There is very deep specialisation and there are clear teams-within-the-team – whole sets of players can play in the same game but never play together. Planned plays and frequent stops for communication are the norm. Management and support structure becomes increasingly important – and expensive. Danger of suffocating bureaucracy.

*Results from Google (like this post on LeadStrategic) suggests that this analogy comes from Larry Osborne‘s Sticky Teams – Osborne also has ‘Track Star’ as a category for solo performers.

**My addition.

***I’ve been a bit fast and loose with the numbers on teams: basketball and rugby teams will have substitutes that take the number of players higher, and American football teams only field 11 players at a time, but have separate offensive, defensive and special teams that all play during different phases of the game.

Raising the average (2)

The basic principle is that when you’re recruiting, you should be seeking to raise the average of your team, bringing in people who increase the level of energy, skill, and possibilities available – and who raise the bar in terms of commitment to your aims and values.

This is a helpful rule of thumb, but there are two problems with it:

  1. The more successful you are at raising your average, the harder it’s going to be to keep doing it.
  2. As you get better at what you do and grow as a team, it’s also going to get harder to find people who raise the average in what are presumably key areas.

So it’s inevitable that you’re going to lower some averages, some of the time, if you want your team to grow.

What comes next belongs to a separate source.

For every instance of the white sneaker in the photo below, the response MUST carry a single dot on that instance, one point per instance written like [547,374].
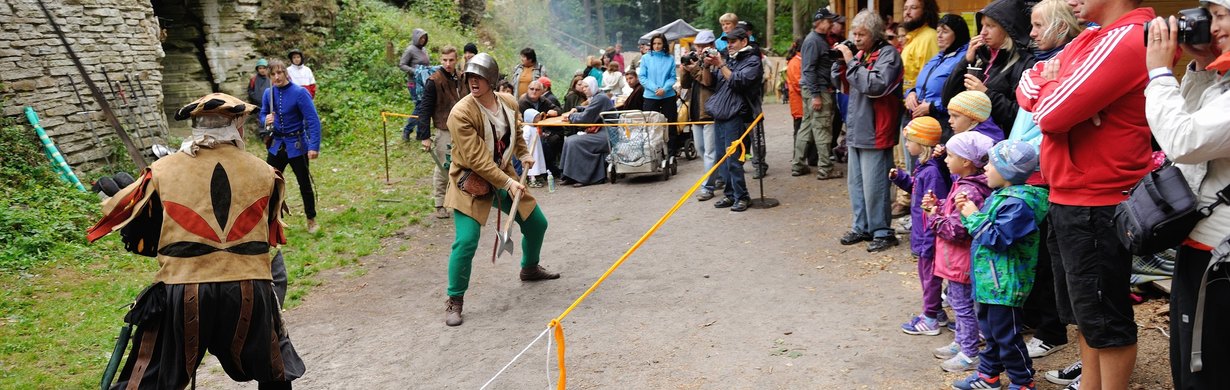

It’s doubly inevitable if you’re seeking to build an organisation that increases the average, both internally (as individuals learn and grow and as the team works better together) and in the workforce (as people move on and take what they’ve learned to make a contribution elsewhere).

I think the answer is to make sure that you’re clear about which averages are non-negotiable, and which of the others are most important at a given time:

  • Values and integrity
  • Enthusiasm / energy
  • Commitment to your vision
  • Maturity – consideration and care for others
  • Skill in a key area. This could be something you deliver, like training or a technical service you provide for your clients – or a support function like accounting or managing infrastructure.
  • Readiness (and ability) to learn and grow

It’s worth being clear first about the non-negotiables of values and attitude (that is, character) – and the energy that you need a new team-member to bring to the team.

You also need to know which missing skills you’re seeking to add to your team from the outset, and whether you expect these to arrive fully formed (how will you tell?) or are going to help your new teammate acquire them (you need a training plan, and you need to make sure that you carry it out).

Beyond that, a lot depends on the stage of development of your team, and whether your priorities are growth into new areas (finding people to create possibilities and help you do things that you can’t already do), increasing capacity (adding people to help you do more of what you already do) or consolidation (adding people who will help you do what you already do better). It’s worth bearing in mind though, that the two types of growth create a need for consolidation, and consolidation creates the potential for growth.